Lance Armstrong Takes On the World

Rumor has it that in an upcoming interview with Oprah Winfrey, Lance Armstrong will make a “limited confession” to using performance-enhancing drugs during the time period when he won the prestigious Tour de France bicycle race for seven straight years from 1999 to 2005.

Lance Armstrong relaxes at his home in Austin, Texas, with his Seven Tour de France Jerseys

Lance Armstrong with his Seven Tour de France Jerseys

If so, this would be a major about-face for Armstrong, who for years has actively and vociferously denied charges of using performance-enhancing drugs. He has even gone so far as to aggressively pursue both defensive and offensive legal action against individuals, publications, and organizations that have publicly charged him with doping.

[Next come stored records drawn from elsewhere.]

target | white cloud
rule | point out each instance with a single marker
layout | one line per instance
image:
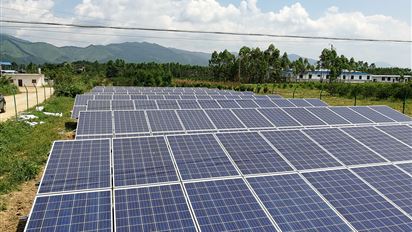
(246, 17)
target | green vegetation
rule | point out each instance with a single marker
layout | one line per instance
(24, 149)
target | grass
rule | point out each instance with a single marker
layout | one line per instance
(24, 149)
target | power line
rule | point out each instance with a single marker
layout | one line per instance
(204, 32)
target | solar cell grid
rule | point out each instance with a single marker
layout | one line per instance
(391, 182)
(295, 206)
(300, 150)
(224, 119)
(252, 154)
(77, 165)
(227, 205)
(304, 117)
(360, 205)
(279, 118)
(195, 120)
(159, 208)
(89, 211)
(200, 156)
(130, 122)
(142, 161)
(381, 143)
(343, 147)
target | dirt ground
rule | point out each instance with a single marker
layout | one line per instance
(21, 101)
(18, 204)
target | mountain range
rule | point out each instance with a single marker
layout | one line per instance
(23, 52)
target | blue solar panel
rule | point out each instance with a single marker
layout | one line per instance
(142, 161)
(359, 204)
(164, 120)
(391, 182)
(252, 154)
(200, 156)
(195, 120)
(145, 104)
(130, 122)
(303, 116)
(94, 123)
(247, 103)
(208, 104)
(295, 206)
(89, 211)
(188, 104)
(77, 165)
(227, 205)
(391, 113)
(159, 208)
(381, 143)
(401, 132)
(224, 119)
(343, 147)
(279, 118)
(350, 115)
(327, 115)
(252, 118)
(300, 150)
(371, 114)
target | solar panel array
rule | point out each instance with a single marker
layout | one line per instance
(320, 172)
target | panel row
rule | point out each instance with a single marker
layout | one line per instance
(86, 164)
(143, 122)
(364, 199)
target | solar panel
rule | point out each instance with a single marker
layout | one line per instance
(265, 103)
(94, 122)
(371, 114)
(304, 117)
(279, 118)
(299, 102)
(247, 103)
(381, 143)
(359, 204)
(252, 118)
(209, 104)
(90, 211)
(252, 154)
(391, 113)
(76, 110)
(99, 105)
(142, 161)
(159, 208)
(164, 120)
(300, 150)
(188, 104)
(327, 115)
(294, 205)
(343, 147)
(77, 165)
(145, 104)
(200, 156)
(401, 132)
(227, 205)
(228, 104)
(130, 122)
(195, 120)
(283, 103)
(224, 119)
(122, 105)
(391, 182)
(316, 102)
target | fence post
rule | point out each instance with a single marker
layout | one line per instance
(293, 96)
(37, 95)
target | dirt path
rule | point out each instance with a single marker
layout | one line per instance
(21, 101)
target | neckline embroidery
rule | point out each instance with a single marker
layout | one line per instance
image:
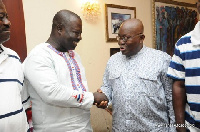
(77, 69)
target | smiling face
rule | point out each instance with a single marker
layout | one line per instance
(132, 30)
(69, 33)
(4, 24)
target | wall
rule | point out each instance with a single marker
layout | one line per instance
(93, 48)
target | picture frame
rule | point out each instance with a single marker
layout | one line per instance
(171, 20)
(115, 15)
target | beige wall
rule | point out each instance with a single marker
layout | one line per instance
(93, 48)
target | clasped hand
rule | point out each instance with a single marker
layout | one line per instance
(100, 99)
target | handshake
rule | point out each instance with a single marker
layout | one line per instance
(100, 99)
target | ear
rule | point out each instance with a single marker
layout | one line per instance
(59, 28)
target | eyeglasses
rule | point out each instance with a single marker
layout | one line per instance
(126, 38)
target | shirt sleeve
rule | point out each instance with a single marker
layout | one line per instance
(25, 96)
(40, 72)
(176, 68)
(167, 85)
(106, 87)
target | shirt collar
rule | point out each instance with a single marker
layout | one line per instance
(195, 34)
(139, 53)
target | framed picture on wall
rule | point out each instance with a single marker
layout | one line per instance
(115, 15)
(171, 20)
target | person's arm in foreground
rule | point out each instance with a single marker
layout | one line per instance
(39, 70)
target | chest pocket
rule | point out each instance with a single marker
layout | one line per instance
(149, 84)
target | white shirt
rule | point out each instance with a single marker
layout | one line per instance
(56, 106)
(12, 113)
(140, 91)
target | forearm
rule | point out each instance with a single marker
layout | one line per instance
(179, 101)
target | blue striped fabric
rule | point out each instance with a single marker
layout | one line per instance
(185, 66)
(26, 100)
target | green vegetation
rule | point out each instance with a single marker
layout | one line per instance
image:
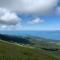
(28, 48)
(14, 52)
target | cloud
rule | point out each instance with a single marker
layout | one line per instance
(30, 6)
(36, 21)
(9, 20)
(57, 10)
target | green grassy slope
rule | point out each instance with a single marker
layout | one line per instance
(14, 52)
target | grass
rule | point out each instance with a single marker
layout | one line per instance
(15, 52)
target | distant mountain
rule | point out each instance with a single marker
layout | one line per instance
(14, 39)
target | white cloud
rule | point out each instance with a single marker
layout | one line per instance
(9, 20)
(36, 21)
(57, 10)
(30, 6)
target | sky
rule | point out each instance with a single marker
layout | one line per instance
(26, 15)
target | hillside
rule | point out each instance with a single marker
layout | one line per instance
(14, 52)
(35, 50)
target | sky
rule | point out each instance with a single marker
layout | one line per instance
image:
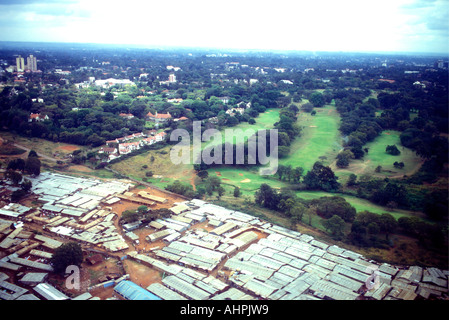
(319, 25)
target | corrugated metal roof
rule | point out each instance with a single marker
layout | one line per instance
(131, 291)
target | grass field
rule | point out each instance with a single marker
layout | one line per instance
(265, 120)
(359, 204)
(377, 156)
(319, 140)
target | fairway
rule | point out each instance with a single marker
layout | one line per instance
(359, 204)
(247, 181)
(265, 120)
(319, 138)
(377, 156)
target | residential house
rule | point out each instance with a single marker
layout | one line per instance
(159, 117)
(37, 117)
(125, 148)
(160, 136)
(149, 140)
(126, 115)
(107, 150)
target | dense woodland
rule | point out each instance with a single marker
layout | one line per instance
(371, 93)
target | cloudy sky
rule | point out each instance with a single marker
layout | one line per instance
(318, 25)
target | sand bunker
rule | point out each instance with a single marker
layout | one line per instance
(68, 148)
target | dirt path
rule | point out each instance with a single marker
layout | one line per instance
(43, 156)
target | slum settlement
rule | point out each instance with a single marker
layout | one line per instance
(199, 251)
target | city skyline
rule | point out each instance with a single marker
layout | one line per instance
(416, 26)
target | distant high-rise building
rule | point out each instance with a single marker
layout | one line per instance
(171, 78)
(20, 63)
(32, 63)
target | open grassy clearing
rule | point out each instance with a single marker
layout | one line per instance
(360, 204)
(248, 181)
(319, 140)
(48, 148)
(377, 156)
(265, 120)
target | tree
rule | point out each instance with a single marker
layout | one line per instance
(26, 185)
(129, 216)
(221, 191)
(32, 153)
(67, 254)
(398, 165)
(329, 206)
(393, 150)
(297, 212)
(317, 99)
(335, 225)
(352, 181)
(142, 209)
(266, 197)
(14, 176)
(203, 174)
(321, 177)
(33, 166)
(343, 158)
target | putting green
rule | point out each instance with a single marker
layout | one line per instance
(319, 140)
(377, 156)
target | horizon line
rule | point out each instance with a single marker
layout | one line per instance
(205, 48)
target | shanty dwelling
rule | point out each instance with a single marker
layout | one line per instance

However, the tide began turning against him when in June 2012 the United States Anti-Doping Agency (USADA) formally accused Armstrong of doping. In August 2012 USADA released a damning 202 page report providing extensive eyewitness and documentary evidence of Armstrong’s doping. As a result of the charges and the supporting evidence, Armstrong was stripped of his seven Tour de France titles, and given a lifetime ban from participating in cycling competitions or any other sport over which USADA has jurisdiction.

Armstrong predictably denied all charges, but opted not to appeal the decision. From then until now, he has steadfastly maintained his innocence.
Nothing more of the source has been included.